Demo - Netskope for Google Apps
Netskope safely enables Google Apps by giving you the ability to find and control risky activities, prevent sensitive data leakage, and protect against threats
Netskope offers both out-of-band and inline deployment options to secure all key use cases in Google Apps. For the out-of-band method, Netskope leverages deep API integration with Google Apps to inspect content that has made its way into Google Drive and to perform a variety of actions that will help you reduce risk.
The Introspection dashboard gives you a bird’s eye view of your Google Apps content. You get visibility into how many files you have, what the exposure is whether the files are private, internally shared, externally shared, or even public. You are also presented with a list of DLP policy violations tied to the files in Google Apps in addition to the types of files that are there. You also have the ability to drill-into the details such as owner, size, type, and what your exposure is. Get additional details such as who the file is shared with, what DLP policies have been triggered, as well as an activity trail that shows who the user was and the date the activity was performed.
In addition to getting visibility into the content stored in Google Apps, you can leverage Netskope to take action such as change ownership, restrict access, encrypt, and change file permissions.
In addition to info about files, Netskope API Introspection also provides details about internal and external users, and the Google App ecosystem, showing you which apps have been granted access to the Google Apps environment. You have the opportunity to assess risk and revoke access.
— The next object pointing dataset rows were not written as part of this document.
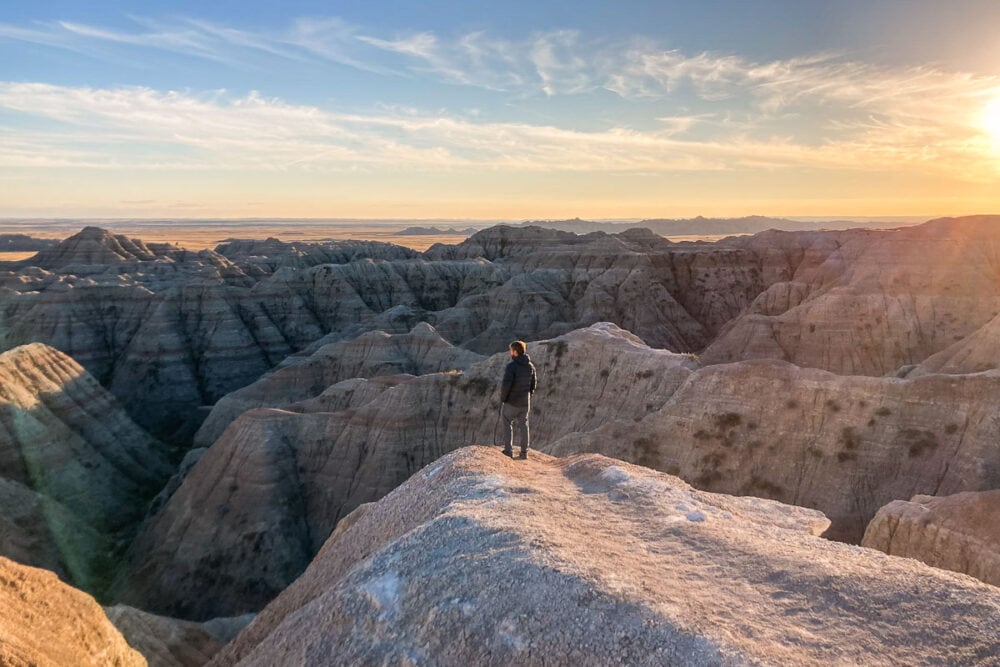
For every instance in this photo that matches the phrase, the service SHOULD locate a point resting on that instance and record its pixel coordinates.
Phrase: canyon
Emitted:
(255, 429)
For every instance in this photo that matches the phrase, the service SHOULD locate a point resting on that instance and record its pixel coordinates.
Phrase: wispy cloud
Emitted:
(822, 110)
(144, 128)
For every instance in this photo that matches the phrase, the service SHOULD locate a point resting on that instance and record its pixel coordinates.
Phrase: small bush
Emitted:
(728, 420)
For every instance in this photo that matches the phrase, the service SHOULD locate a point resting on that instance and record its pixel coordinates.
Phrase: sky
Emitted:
(514, 110)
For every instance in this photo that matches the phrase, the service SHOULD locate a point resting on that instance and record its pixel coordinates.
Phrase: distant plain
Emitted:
(199, 235)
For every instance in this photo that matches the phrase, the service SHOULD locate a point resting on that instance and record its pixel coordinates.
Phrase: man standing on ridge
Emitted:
(515, 392)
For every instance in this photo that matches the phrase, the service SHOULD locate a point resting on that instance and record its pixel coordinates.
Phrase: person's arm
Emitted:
(508, 382)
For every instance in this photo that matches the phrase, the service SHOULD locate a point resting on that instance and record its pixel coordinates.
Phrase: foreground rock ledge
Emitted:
(480, 559)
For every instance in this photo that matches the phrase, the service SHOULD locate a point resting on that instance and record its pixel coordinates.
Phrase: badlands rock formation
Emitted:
(276, 482)
(44, 622)
(844, 445)
(266, 257)
(169, 642)
(482, 560)
(23, 243)
(170, 331)
(75, 471)
(876, 301)
(369, 355)
(959, 532)
(262, 500)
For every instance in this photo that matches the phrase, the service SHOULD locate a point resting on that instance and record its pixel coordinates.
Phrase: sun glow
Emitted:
(991, 121)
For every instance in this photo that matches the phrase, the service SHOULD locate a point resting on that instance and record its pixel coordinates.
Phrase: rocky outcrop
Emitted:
(267, 256)
(960, 532)
(261, 501)
(24, 243)
(482, 560)
(75, 471)
(878, 300)
(170, 642)
(975, 353)
(170, 332)
(844, 445)
(93, 246)
(377, 353)
(47, 623)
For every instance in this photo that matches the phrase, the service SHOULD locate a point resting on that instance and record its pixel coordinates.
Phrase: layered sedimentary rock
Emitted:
(260, 502)
(23, 243)
(75, 471)
(482, 560)
(975, 353)
(960, 532)
(277, 481)
(377, 353)
(47, 623)
(844, 445)
(170, 642)
(267, 256)
(878, 300)
(170, 331)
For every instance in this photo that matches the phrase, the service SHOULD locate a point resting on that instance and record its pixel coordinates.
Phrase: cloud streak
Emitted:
(148, 129)
(820, 111)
Netskope can also be deployed inline to provide real-time visibility and control. This is key for use cases such as data exfiltration where you have a user logging into their corporate sanctioned Google Drive, downloading a sensitive piece of content, and uploading that content to their personal cloud app.
Providing API-level access to Google Drive will help provide visibility for data in Google Drive, but you need to be inline and have the ability to decode rich activity details to see what happens when the data leaves Google Drive. This is where the Netskope Active Platform comes into play. Netskope leverages an inline deployment combined with a patented architecture that can extract rich details about the activity even when it occurs across sanctioned and unsanctioned cloud apps. In this case we can see the user, the activity, the content, and the device and their location.
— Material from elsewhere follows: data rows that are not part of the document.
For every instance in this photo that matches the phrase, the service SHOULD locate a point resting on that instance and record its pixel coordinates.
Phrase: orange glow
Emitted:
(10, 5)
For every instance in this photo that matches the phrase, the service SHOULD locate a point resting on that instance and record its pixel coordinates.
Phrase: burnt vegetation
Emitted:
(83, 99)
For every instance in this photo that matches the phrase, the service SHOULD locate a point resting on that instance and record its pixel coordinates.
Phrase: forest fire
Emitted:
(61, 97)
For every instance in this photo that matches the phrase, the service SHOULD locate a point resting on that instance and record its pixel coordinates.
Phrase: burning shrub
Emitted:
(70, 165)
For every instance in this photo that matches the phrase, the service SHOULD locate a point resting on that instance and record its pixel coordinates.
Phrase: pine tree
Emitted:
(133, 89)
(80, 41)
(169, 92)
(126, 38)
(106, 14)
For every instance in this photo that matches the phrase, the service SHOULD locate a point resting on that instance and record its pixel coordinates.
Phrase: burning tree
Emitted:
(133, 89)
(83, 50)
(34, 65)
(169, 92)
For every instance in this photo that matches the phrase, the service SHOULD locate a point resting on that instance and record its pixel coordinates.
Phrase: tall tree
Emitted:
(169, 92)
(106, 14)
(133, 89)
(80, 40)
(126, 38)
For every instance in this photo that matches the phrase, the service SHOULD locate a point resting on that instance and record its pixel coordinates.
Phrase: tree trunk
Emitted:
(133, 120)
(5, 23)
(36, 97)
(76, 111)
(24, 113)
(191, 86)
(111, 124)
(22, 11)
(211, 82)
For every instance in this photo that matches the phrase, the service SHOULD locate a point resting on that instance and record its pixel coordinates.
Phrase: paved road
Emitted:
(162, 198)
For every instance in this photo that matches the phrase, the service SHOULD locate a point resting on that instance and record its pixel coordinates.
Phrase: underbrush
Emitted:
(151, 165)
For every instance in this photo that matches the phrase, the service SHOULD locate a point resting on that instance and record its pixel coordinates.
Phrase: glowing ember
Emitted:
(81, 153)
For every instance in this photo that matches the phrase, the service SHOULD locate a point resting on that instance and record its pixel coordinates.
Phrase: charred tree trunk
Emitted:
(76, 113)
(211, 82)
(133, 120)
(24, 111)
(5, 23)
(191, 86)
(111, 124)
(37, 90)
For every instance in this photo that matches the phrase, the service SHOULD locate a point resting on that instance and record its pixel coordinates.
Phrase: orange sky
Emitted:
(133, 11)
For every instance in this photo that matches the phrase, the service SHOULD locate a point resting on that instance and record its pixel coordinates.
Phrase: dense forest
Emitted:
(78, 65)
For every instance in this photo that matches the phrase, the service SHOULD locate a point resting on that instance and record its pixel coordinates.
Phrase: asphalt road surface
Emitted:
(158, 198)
Now that we have visibility into risky activities such as data exfiltration, what can we do to prevent them from happening in the first place? Netskope provides real-time policy enforcement at a granular level. In this case, let’s start with a policy to prevent sensitive data from being uploaded to cloud storage.
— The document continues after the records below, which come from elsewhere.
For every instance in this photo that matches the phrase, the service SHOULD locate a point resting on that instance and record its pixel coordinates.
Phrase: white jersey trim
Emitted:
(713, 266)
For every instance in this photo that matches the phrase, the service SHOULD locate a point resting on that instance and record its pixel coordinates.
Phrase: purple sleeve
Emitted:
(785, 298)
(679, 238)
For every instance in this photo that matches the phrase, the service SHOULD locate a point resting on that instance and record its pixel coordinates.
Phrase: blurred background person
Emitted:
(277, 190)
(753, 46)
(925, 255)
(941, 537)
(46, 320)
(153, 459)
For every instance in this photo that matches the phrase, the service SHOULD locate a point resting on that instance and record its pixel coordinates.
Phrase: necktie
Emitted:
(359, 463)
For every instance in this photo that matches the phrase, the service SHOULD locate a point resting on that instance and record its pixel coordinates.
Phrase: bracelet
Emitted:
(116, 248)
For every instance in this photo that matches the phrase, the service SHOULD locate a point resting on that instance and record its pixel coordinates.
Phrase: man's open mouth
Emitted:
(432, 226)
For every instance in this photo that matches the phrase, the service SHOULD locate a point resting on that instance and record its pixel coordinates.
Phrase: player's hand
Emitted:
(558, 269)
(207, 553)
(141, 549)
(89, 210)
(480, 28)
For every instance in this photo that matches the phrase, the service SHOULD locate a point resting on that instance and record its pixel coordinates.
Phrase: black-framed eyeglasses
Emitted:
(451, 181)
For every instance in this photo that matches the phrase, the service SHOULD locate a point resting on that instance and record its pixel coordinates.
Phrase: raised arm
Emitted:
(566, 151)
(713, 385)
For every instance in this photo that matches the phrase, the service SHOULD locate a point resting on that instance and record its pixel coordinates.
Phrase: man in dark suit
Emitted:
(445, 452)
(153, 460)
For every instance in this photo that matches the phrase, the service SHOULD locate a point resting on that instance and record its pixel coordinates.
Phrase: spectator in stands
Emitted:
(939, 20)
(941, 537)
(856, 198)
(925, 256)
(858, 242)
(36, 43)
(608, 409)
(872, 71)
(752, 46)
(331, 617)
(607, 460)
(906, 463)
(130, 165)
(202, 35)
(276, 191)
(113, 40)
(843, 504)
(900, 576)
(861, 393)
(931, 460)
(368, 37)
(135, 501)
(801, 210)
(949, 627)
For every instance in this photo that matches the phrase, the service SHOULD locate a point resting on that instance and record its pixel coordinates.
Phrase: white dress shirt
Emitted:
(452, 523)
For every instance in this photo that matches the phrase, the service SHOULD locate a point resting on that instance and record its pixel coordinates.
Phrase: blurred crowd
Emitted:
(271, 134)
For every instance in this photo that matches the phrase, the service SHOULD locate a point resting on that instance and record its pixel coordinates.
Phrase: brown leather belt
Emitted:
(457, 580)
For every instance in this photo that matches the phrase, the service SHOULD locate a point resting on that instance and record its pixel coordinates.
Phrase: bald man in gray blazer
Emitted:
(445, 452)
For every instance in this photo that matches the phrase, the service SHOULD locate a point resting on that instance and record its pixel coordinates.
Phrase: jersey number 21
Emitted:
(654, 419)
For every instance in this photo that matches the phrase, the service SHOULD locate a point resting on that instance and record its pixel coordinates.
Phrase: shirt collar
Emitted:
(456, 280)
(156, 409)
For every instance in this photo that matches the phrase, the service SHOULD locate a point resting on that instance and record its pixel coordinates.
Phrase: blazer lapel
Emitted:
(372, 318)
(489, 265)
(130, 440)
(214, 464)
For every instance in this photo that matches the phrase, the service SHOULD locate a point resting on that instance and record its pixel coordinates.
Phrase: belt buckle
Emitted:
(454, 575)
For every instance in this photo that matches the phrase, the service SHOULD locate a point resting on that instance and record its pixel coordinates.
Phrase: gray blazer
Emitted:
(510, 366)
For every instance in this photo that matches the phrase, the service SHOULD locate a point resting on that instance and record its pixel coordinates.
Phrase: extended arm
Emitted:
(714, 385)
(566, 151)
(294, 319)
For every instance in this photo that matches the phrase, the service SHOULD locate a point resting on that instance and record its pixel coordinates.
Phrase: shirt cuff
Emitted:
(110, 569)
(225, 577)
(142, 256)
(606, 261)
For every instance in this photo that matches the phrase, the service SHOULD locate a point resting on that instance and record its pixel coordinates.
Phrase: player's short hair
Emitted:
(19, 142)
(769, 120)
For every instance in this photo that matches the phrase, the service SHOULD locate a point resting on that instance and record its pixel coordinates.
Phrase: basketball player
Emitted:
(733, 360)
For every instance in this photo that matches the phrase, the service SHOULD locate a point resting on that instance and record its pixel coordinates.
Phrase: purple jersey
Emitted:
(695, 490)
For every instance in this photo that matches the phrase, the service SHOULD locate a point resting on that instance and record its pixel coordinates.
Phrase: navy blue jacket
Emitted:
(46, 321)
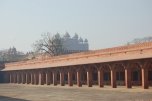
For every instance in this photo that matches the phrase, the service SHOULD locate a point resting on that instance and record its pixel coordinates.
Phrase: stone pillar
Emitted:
(113, 78)
(145, 78)
(128, 78)
(100, 77)
(6, 77)
(23, 77)
(70, 82)
(11, 77)
(48, 78)
(79, 82)
(18, 78)
(54, 78)
(89, 77)
(32, 77)
(15, 77)
(62, 83)
(27, 78)
(36, 78)
(41, 78)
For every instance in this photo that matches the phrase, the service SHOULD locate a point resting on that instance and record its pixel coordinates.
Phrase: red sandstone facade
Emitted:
(125, 65)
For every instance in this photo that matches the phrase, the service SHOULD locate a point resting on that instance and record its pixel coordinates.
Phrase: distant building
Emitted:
(74, 44)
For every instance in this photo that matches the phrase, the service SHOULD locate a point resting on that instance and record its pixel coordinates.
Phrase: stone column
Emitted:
(27, 78)
(70, 82)
(41, 78)
(32, 77)
(145, 78)
(54, 78)
(79, 82)
(15, 76)
(6, 77)
(36, 78)
(11, 77)
(62, 83)
(100, 77)
(113, 78)
(48, 77)
(18, 78)
(23, 77)
(89, 77)
(128, 78)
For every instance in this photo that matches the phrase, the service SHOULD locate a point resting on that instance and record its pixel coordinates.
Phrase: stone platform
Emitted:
(21, 92)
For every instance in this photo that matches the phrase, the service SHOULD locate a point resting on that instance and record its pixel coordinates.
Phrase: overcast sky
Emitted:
(105, 23)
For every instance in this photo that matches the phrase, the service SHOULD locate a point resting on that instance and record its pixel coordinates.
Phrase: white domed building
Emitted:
(74, 44)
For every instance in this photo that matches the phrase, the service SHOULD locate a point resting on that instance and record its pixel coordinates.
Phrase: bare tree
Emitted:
(49, 44)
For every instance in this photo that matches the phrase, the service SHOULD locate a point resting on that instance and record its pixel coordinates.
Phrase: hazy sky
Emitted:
(105, 23)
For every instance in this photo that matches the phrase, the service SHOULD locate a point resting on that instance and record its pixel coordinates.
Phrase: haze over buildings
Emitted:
(105, 23)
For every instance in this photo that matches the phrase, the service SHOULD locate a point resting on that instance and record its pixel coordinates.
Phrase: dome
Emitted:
(86, 41)
(67, 35)
(75, 36)
(80, 40)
For our inline policy, let’s specify cloud storage as the app category. Netskope uniquely supports category-level policies, which cover both sanctioned and unsanctioned cloud apps as part of a single policy.
Next we will choose our DLP configuration. Netskope offers advanced enterprise DLP with 3,000 data identifiers, 500 files types and advanced features such as fingerprinting, exact match, and more. For this use case, let’s choose PII, which is one of the default profiles that will look for personally-identifiable information.
Next we will choose what activities will trigger the policy. Since we are worrying about data leaking to cloud storage, let’s choose all activities that facilitate that leakage.
The last step with this policy is to choose the action to take and in this case it will be block since we don’t want sensitive data leaking to cloud storage.
Now that we have this policy in place, we want to create one more policy to allow Google Drive since we blocked everything with the first policy. Let’s clone the existing policy and change this one from the category-level to Google Drive and for the action we will choose allow instead of block. Now that this is in place, all PII data going to cloud storage apps other than Google Drive will be blocked.